Y eso era justo lo que había ocurrido durante la crucifixión de Jesús de Nazaret.
El cristianismo, así, era para Girard la religión que acaba con las demás religiones: ya no hacía falta ofrecer víctimas, sacrificios, a dios alguno, ni siquiera al dios de la «paz social». Al contrario, el cristianismo revelaba lo mentiroso de ese camino, y ofrecía otro alternativo a la hora de sanar las heridas sociales. El mismo camino que Jesús había mostrado mientras padecía. El camino del perdón, de la reconciliación, entre los miembros de la sociedad. Perdona a tu vecino que tenga una casa mejor que la tuya; perdona a tu vecina que sea más bella de lo que tú eres; perdona a quien gana más dinero que tú, pero también a quien escribe mejor de lo que tú escribes. ¡Perdóneme incluso a mí, amigo lector, por este largo artículo que le estoy endilgando! Ese es el reto cristiano, según Girard, frente a su alternativa más frecuente: reconcomernos todos contra todos, como es típico de nuestra vida en sociedad.
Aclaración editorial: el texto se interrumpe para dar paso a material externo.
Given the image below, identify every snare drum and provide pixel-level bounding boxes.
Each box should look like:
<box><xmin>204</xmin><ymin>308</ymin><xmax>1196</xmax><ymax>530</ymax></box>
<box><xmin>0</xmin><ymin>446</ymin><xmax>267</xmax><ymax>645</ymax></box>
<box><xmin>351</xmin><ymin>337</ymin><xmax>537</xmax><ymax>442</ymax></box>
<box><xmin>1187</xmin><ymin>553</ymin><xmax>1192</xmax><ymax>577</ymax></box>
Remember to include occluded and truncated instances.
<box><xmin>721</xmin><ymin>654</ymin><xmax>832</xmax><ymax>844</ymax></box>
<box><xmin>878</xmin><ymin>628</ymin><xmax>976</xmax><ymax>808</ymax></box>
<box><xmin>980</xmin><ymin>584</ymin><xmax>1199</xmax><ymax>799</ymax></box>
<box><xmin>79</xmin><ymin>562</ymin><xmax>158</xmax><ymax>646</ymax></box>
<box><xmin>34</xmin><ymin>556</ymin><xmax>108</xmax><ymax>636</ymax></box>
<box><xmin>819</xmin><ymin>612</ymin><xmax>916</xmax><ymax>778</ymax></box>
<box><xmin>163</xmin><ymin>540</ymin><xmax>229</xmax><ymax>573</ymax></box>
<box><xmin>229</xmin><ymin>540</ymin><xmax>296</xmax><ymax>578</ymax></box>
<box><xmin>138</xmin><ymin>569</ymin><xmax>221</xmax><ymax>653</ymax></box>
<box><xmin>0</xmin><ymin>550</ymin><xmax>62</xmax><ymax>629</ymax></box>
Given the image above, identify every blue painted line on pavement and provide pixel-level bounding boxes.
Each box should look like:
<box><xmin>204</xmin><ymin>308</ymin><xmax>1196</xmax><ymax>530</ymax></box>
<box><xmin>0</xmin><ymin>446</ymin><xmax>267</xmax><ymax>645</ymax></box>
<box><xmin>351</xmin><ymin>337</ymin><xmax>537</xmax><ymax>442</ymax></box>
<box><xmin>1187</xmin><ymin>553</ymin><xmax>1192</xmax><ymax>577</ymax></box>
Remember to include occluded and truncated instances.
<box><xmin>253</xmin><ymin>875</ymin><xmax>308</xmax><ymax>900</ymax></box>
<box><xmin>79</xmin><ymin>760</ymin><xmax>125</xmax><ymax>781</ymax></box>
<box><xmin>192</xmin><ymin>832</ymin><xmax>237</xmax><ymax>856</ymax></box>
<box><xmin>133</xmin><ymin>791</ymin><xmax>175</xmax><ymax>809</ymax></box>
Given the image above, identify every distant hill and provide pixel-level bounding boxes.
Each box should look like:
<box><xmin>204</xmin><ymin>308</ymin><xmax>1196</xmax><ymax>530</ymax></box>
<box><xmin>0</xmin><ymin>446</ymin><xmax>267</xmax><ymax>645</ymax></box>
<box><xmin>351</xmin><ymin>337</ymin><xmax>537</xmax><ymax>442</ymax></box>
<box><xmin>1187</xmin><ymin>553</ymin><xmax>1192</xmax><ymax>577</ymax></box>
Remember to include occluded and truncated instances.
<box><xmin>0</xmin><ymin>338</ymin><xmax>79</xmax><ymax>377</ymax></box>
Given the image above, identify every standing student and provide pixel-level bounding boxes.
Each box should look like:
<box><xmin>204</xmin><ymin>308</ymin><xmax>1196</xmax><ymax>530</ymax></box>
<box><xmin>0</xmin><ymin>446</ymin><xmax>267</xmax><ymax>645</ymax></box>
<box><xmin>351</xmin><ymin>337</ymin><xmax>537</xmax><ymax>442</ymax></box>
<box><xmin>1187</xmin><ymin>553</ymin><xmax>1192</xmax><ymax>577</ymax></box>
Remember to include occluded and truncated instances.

Y bien, ¿qué tiene que ver el mensaje de Girard con la sociedad estadounidense (y no solo estadounidense) de hoy en día, conmovida por los enfrentamientos entre grupos, por la desconfianza de las mujeres hacia los hombres, de los gais hacia los heterosexuales, de una raza contra otra, y viceversa? Creo que la respuesta es evidente (y Girard, que pudo ya contemplar la actual ola wokista, apuntó en ese mismo sentido).
En vez de darle la vuelta a los sacrificios habituales (como propone nuestro wokismo de hogaño), en vez de hacer que los grupos antaño oprimidos traten de «vengarse» sacrificando ahora a los grupos tradicionalmente opresores, la solución, si somos girardianos, debe venir de otro lado. Debe frenarse esa ola de venganzas. Debe recurrirse, en suma, a algo más cristiano. Lo cual no significa, claro, que haya que obligar a todo el mundo a ir a misa: ya hemos explicado que las tesis de Girard no implican tales obligaciones (aunque la misa católica sea un buen ejemplo, de hecho, de sacrificio incruento, que supera la vieja manía humana de sacrificar con mucha más crueldad).
La solución girardiana es cristiana porque pasa por dos rasgos típicos de esa fe. En primer lugar, denunciar los falsos ídolos que se nos quieran imponer; en este caso, los ídolos wokistas, que nos seducen con la idea de que si todos los antiguos oprimidos se vuelven opresores, de algún modo recobraremos la paz social. No es así.
Pero también se trata de una solución cristiana porque apuesta por aquello que ya hemos avanzado antes: por sustituir los resquemores wokistas por el perdón. Un perdón que, desde luego, no será fácil. Un perdón que no reside, claro, en hacer como si nunca pasara nada, y aguantarse ante cualquier injusticia que nos caiga encima. Sería ridículo pretender que J. D. Vance, ¡y Trump!, vienen a defender la misma idea de perdón que se nos predica, con voz melosa, desde demasiadas homilías (sean clericales o no).
No, de lo que se trata es de frenar todos los nuevos enfrentamientos que ha introducido el wokismo en nuestras sociedades. Con la misma firmeza del marine que Vance fue en su día; con la misma inteligencia del estudioso de las más recientes corrientes intelectuales que Vance ha llegado a ser. ¿Tendremos pronto al discípulo de un filósofo como Girard en la Casa Blanca? Nunca mejor dicho: Dios dirá.